Member of the Chamber of Deputies
- In office 15 May 1949 – 15 May 1961
- Constituency: 11th Departmental Grouping

Personal details
- Born: 30 January 1907 Curicó, Chile
- Died: 11 March 1984 (aged 77) Romeral, Chile
- Party: Liberal Party
- Spouse: Nora Fuensalida
- Children: Three
- Parent(s): Antonio Arellano Elvira Maturana
- Occupation: Farmer, politician

= Hernán Arellano =

Chilean farmer and politician (1907-1984)

Hernán Arellano Maturana (30 January 1907 – 11 March 1984) was a Chilean farmer and liberal politician.

He served as Deputy of the Republic for the 11th Departmental Grouping (Curicó and Mataquito) during the legislative periods 1949–1953, 1953–1957, and 1957–1961.

==Biography==
Arellano was born in Curicó on 30 January 1907, the son of Antonio María Arellano Escudero —who served as councillor of Romeral— and Elvira Maturana Argomedo. He married Nora Fuensalida Teare, with whom he had three children.

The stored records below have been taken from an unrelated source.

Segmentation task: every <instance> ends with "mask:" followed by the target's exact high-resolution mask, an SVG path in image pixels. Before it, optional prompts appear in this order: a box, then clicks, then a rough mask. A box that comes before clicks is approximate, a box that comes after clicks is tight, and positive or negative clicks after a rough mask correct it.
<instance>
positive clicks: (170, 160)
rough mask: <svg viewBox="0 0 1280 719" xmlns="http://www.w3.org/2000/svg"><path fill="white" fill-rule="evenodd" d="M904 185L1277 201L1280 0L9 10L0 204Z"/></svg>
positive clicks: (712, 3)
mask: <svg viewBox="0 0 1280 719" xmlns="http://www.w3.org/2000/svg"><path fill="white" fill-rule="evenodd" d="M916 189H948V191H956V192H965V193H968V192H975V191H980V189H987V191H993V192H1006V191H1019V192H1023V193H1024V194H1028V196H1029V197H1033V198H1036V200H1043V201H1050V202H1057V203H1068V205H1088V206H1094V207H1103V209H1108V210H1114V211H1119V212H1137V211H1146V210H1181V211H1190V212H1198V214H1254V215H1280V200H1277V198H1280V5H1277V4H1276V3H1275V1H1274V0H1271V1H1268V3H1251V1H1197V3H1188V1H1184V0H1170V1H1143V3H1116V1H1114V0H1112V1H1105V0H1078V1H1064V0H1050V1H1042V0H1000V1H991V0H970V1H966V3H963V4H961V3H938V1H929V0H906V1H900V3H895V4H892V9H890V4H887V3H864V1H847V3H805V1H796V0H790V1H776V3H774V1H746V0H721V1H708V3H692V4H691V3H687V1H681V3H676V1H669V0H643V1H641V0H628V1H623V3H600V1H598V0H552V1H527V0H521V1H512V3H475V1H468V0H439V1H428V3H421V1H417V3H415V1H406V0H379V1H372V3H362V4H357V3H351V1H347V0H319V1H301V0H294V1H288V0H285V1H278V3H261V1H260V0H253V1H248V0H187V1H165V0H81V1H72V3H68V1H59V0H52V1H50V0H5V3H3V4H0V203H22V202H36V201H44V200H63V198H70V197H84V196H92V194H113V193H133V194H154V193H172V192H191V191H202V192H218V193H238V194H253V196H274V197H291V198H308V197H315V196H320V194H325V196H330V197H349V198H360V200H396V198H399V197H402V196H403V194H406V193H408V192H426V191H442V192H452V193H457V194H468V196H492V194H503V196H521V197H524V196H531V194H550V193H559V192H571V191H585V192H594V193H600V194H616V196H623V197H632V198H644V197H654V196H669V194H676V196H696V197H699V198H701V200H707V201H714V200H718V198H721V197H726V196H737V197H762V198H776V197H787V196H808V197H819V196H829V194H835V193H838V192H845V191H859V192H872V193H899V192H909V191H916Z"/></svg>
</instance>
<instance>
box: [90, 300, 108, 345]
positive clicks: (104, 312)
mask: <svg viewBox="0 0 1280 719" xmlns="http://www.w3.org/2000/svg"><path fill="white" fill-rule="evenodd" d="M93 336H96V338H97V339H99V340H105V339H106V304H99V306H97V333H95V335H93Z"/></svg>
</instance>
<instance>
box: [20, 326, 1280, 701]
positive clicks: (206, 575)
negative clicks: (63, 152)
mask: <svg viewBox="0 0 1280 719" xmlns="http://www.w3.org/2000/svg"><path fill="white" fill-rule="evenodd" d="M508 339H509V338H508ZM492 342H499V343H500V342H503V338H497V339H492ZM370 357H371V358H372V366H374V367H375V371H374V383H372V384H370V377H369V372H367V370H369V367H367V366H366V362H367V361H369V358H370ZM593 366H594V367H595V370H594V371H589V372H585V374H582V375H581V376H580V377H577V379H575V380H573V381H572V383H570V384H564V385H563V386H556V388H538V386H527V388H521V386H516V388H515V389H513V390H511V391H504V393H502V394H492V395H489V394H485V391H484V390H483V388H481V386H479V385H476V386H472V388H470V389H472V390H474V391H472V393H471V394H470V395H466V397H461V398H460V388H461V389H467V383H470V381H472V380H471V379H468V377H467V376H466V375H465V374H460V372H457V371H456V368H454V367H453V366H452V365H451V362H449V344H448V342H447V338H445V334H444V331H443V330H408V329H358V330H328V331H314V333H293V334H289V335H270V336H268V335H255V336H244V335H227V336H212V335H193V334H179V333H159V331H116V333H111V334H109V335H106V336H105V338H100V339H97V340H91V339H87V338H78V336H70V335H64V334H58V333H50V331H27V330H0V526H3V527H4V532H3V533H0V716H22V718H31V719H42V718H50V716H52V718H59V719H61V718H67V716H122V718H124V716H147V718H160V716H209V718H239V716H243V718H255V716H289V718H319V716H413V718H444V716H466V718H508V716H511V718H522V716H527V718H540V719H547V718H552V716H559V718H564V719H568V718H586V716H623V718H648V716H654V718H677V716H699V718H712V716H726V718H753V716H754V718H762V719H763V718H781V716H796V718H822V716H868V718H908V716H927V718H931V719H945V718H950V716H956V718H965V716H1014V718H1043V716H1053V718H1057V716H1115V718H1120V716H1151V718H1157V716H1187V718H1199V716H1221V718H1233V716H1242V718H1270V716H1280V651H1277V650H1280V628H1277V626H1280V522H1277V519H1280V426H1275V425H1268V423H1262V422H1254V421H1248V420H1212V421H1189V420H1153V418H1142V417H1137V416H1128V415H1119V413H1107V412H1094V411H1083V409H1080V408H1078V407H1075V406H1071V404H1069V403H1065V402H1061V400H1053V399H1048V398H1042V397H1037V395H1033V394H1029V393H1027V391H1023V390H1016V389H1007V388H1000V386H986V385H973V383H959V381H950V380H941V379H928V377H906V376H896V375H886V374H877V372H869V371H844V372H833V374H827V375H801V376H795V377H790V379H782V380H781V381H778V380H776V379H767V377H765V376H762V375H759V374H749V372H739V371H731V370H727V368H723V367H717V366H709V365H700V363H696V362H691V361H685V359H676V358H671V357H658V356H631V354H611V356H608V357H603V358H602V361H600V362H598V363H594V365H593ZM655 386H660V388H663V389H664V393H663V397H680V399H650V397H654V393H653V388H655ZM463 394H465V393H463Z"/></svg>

He dedicated his life to agricultural activities, managing his estate San Pedro de Romeral in the province of Curicó.

==Political career==
A member of the Liberal Party, Arellano began his public life as mayor of the Municipality of Romeral, serving from 1935 to 1949 across five consecutive terms.

He was later elected Deputy of the Republic for the 11th Departmental Grouping (Curicó and Mataquito) in the legislative periods 1949–1953, 1953–1957, and 1957–1961. During his tenure, he participated in several standing committees, including those on Government and Interior, Constitution, Legislation and Justice, Public Works, and Labor and Social Legislation.

==Affiliations==
He was an active member of the Curicó Fire Department, serving as superintendent and honorary member, as well as of El Rodeo de Curicó.

==Death==
Arellano died at his estate in Romeral on 11 March 1984 and was buried in the General Cemetery of Santiago.

==Bibliography==
- Valencia Aravía, Luis (1986). Anales de la República: Registros de los ciudadanos que han integrado los Poderes Ejecutivo y Legislativo. 2nd ed. Santiago: Editorial Andrés Bello.